In the United States, 50% of the people who marry will get divorced.  In 2013, California has been surveyed to have a 75% divorce rate.  The rising divorce rate has become a catalyst for the rising number of couples getting prenuptial and postnuptial agreements.  A 2012 Harris Interactive Poll showed that 44% of singles and 49% of divorcees have thought of creating a prenuptial agreement.  15% of divorced people even regret not having a prenup.  People are becoming more aware of their financial situations and protecting their assets before and after getting married.  Prenuptial and postnuptial agreements are essentially two legal contracts that are established for the same purpose.  The California Family Law Code, Section 1610 establishes a premarital agreement, also known as a prenup, as “an agreement between prospective spouses made in contemplation of marriage and to be effective upon marriage.”  California also recognizes postnuptial agreements in the California Family Code, Section 1500, which states that “the property rights of husband and wife prescribed by statute may be altered by a premarital agreement or other marital property agreement.”  The major difference between prenups and postnups is the time in which the agreement is made.  Prenups are drafted and done prior to marriage whereas postnups are done after a couple has been married.  While postnup agreements are less common than prenup agreements, there has been a recent increase in postnup agreements.  One reasoning for this rise in postnup agreements may be associated with a “dramatic change in financial circumstances of one party,” stated Kenneth Altshuler, American Academy of Matrimonial Lawyers President.  Nevertheless, postnups and prenups serve the same purpose of reassuring how an individual’s assets and debts are handled in the event of a divorce or death.
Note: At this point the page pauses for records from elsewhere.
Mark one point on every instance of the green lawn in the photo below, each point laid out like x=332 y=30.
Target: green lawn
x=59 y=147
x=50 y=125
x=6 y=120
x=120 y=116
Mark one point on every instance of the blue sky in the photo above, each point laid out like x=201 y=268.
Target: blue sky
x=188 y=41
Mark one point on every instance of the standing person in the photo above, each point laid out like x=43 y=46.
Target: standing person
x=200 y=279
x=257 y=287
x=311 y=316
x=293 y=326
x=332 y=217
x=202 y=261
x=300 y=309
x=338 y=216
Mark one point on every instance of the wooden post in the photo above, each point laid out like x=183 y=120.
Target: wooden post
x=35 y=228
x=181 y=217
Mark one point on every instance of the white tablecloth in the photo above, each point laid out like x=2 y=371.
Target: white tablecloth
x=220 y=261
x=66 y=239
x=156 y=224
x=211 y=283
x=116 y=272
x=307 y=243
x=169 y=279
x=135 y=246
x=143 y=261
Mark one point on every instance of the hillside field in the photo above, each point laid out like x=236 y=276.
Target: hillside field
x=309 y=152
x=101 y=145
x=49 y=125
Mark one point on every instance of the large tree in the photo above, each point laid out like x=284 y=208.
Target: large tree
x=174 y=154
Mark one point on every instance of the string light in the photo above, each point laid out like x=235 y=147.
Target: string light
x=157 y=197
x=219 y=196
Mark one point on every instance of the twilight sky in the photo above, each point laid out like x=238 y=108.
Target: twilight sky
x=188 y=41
The contents of a prenup and postnup vary between each couple.  The most common issues that are presented in these documents are equitable distribution, religion, name, guardianship, alimony, and community property.  Since California is a community state, a couple’s purchases during marriage will be split 50/50 (California Family Code, Section 2550); therefore, it is wise to outline the rules about property division in your prenup if you do not agree with the even split.  Community property includes real property (“immovable property” in civil law jurisdiction) and personal property (“movable property” in civil law jurisdiction).  Another popular topic included in prenups and postnups are terms for the forfeiture of assets in the event of a divorce on the grounds of adultery.  However, prenups cannot create guidelines for everything in your marriage.  Prenups will not cover child support and child custody arrangements.  Additionally, it will not cover any “provision…regarding spousal support” (California Family Law Code, Section 1612).  Postnups, on the other hand, can happen involuntarily.  For example, a couple who has an existing prenup and decides to change the terms of the prenup after marriage have effectively turned the prenup into a postnup.  To ensure the validity of the agreement, prenups and postnups should be reviewed occasionally.

With the increase in divorce rates, it is no wonder couples have put aside the time to draft prenuptials and postnuptials to protect themselves.  In Southern California, notably Orange County and Los Angeles County, there is a higher percentage of couples getting a divorce.  Unfortunately, there are many assets that you or your partner may have that are jeopardized if a prenup or postnup is not done.  Be sure to consult with a lawyer for drafting a prenuptial or postnuptial agreement.